Area communities ready to carry on Terry Fox’s Marathon of Hope

The image of Terry Fox running along lonely roads in Canada during the 143 days he lasted on his Marathon of Hope fails to convey the full picture of that historic effort.

That is partly because the road was not so lonely. There were thousands of Canadians lining those roads cheering him on and taking inspiration from his example. And running with him. And still running today.

It was in September Fox recognized he would not be able to complete his marathon, so he left it to Canadians, who had kept him going day after day. He learned before his death from cancer there would be annual Terry Fox Runs in cities, towns, hamlets and villages across the country.

Almost 30 years later, Cana­dians are still organizing Fox’s run to find a cure for all cancers, with an enthusiasm and passion that has likely done him proud.

The Terry Fox Run be­gan in 1981 as a volunteer-led event with no corporate sponsorship, incentives or fundraising minimums.
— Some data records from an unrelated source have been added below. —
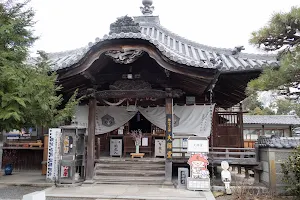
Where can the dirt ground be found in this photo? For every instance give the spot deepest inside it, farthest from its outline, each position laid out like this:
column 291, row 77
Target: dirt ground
column 233, row 197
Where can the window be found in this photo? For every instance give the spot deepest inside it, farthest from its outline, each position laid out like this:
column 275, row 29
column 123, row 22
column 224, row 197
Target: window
column 274, row 132
column 252, row 134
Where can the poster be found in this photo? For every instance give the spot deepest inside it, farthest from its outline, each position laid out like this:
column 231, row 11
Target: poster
column 169, row 135
column 53, row 154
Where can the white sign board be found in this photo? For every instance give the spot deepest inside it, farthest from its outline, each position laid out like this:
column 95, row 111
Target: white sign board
column 144, row 142
column 198, row 145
And it keeps going and going.

It has become a fall tradition in Canada to gather friends and family, lace on the shoes, bring in pledge sheets and run It is an event where organizers have no budget for expenses but have unlimited appreciation for attendance.

It is not just Canadians, either, any more. Visit a Terry Fox website and see the number of countries that host similar runs at various times of the year.

The annual event in Canada is usually hosted on the second Sunday after Labour Day.

In Wellington County and the surrounding area, organizers are already geared up and ready to document the runners and their pledges. To find a local run, visit the Fox website at  www.terry­fox.­org, go to Find a Run Site, choose Ontario and scroll through for a nearby home town.

For each community there is a pledge sheet, a donation space and a place to learn about routes and whether they are user friendly for such things as rollerblading and wheelchairs, as well as running and walking.

The local runs are all on Sept. 13 and they include:

– Arthur, at the Optimist Pavilion, from 1:30 to 4:30pm;

– Drayton, register 12:30 to 1:25pm, run at 1:30pm, at the old arena at the fairgrounds;

– Erin, 9am to 1pm, at the Optimist tent on the east side of Centre 2000;

– Fergus, the Forfar Ball Diamond (off Gartshore Street), starting at 10am;

– Grand Valley, at the community centre, 10am to 1:30pm;

– Guelph, 8am to noon, at Silvercreek Park at Edinburgh Road and Wellington Drive;

– Listowel, register at noon and run at 1pm, from the Agricultural Hall;

– Mount Forest, 9am to 2pm, at the Sports complex;

– Palmerston, starting at the firehall, from 9am to 1pm; and

– Rockwood, Waterside Park, from noon to 2pm.